The Nissin i60A does support automatic control from the Air Commander at the camera location + automatic zoom control, not to mention full manual control as well if you so choose too.
My recommendation: If you are just starting to get into flash I would highly recommend you take a look a the Nissin line - if you ever change out your camera body from one manufacturer to another this Nissin flash will continue to work with your new camera when paired with the proper Nissin Air commander, good news is the Nissin Air Commander is not all that expensive. I have used this flash with both my Nikon and Fujifilm with very good results in both manual and automatic TTL modes + HSS. Thus, it would be a wise choice for anyone starting out in flash.

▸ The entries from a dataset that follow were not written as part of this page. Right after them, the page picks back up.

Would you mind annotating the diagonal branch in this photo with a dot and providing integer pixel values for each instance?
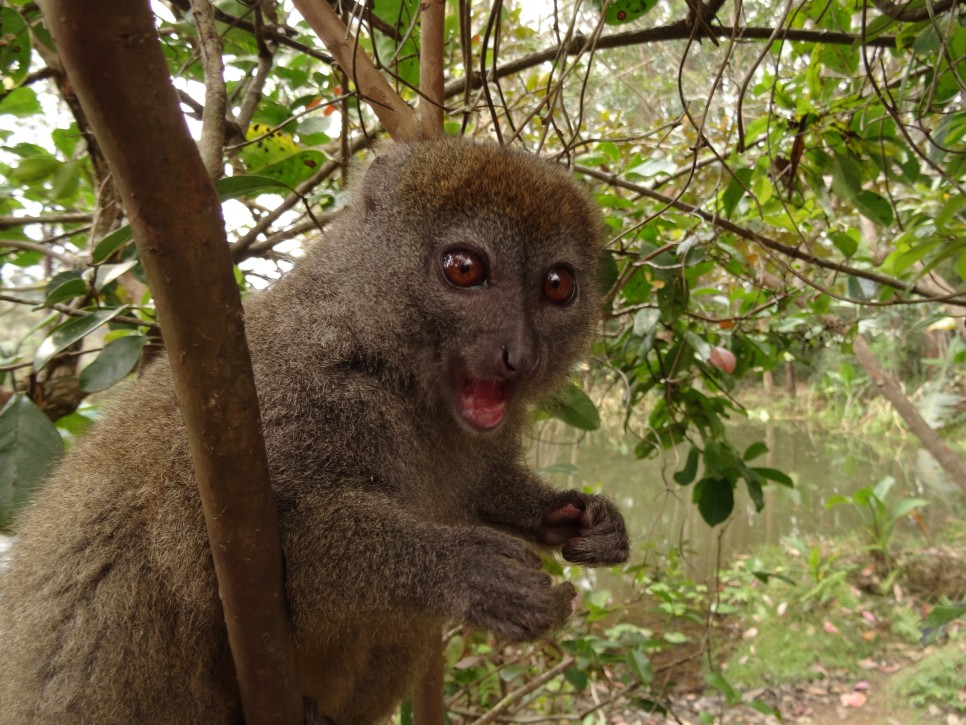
(577, 44)
(958, 298)
(398, 119)
(113, 57)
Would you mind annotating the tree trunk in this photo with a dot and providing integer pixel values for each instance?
(428, 708)
(890, 389)
(114, 61)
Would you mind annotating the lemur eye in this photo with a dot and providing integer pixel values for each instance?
(463, 268)
(559, 286)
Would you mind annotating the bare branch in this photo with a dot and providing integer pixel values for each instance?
(958, 298)
(118, 70)
(282, 38)
(397, 118)
(430, 113)
(675, 31)
(212, 142)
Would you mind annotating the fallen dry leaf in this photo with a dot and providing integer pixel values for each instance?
(853, 699)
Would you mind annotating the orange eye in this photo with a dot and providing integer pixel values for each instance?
(559, 286)
(463, 268)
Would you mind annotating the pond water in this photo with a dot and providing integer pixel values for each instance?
(660, 514)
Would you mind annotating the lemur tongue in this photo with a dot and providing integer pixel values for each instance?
(484, 402)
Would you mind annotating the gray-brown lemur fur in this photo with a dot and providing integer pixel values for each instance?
(403, 499)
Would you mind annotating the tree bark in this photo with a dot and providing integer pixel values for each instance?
(114, 60)
(428, 707)
(397, 118)
(891, 391)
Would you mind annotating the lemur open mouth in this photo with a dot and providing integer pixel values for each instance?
(483, 402)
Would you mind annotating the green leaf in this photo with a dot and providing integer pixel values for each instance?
(717, 680)
(873, 207)
(577, 678)
(29, 448)
(574, 408)
(715, 499)
(104, 274)
(232, 187)
(941, 615)
(34, 169)
(20, 102)
(686, 475)
(775, 475)
(846, 178)
(640, 665)
(112, 364)
(844, 243)
(111, 243)
(608, 270)
(65, 286)
(735, 190)
(860, 288)
(14, 48)
(907, 506)
(672, 299)
(70, 332)
(620, 12)
(755, 492)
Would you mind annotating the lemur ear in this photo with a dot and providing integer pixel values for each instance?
(382, 174)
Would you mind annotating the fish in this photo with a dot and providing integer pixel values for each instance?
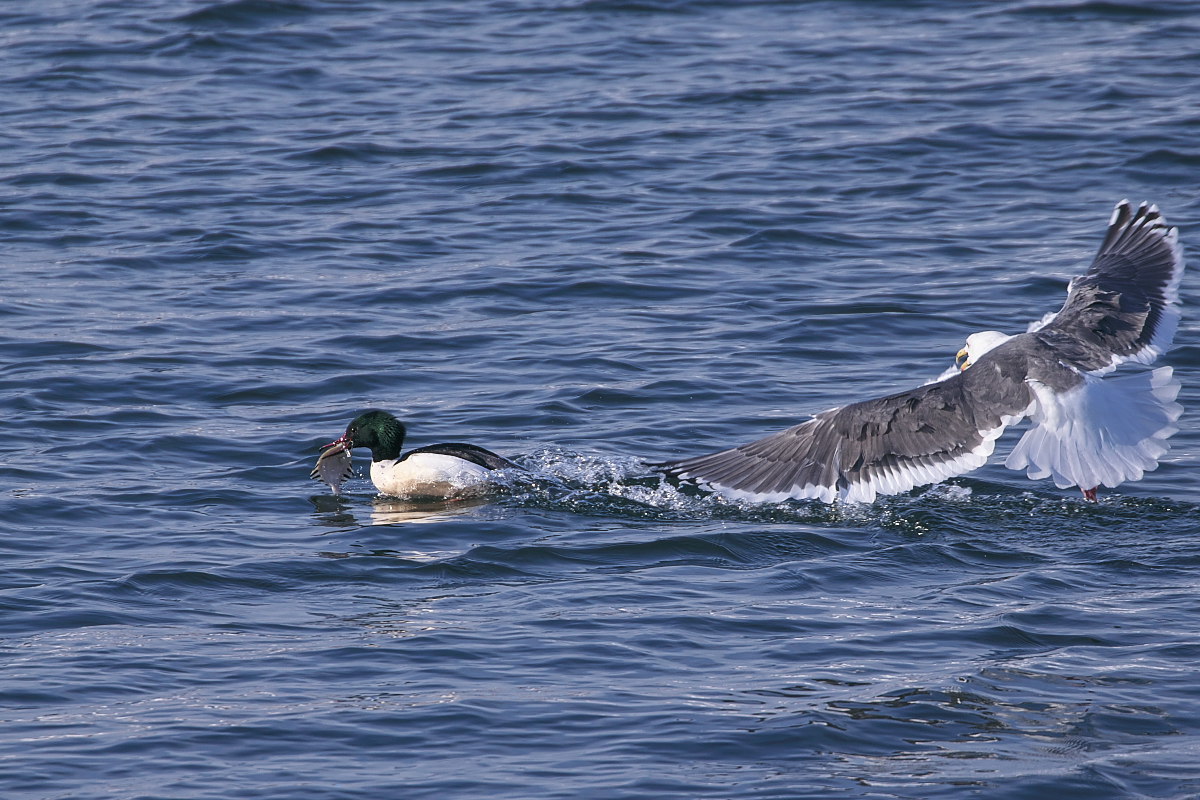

I should also mention, with a Nissin trigger you can use your Nikon flash alongside the Nissin Flash in fully automatic or manual modes - independent of each flash when on separate channels.
Question and Answer Time:
Q. Can I use a Nissin Air Commander on my Canon/Fuji/Sony body and control a Nikon Flash with a Nissin receiver attached?
A. No - The system is not cross-platform compatible. However, you can use an i60A Flash (regardless of camera mount) with any camera body - as long as the body has an Air Commander attached. Example: Buy an i60A with a Canon mount - and use your i60A off camera with a Nikon & Air Commander.
Q. Can I use an i60A Flash alongside a Nikon SB-700/910/5000 Flash if the Nikon Flash has a Nissin receiver attached?
A. Yes, As long as the Nikon Camera Body has a Nissin Air: just remember, the Nissin i60A will work with any Camera Body but Canon Flash only work with Canon Bodies, and Nikon only with Nikon bodies, etc.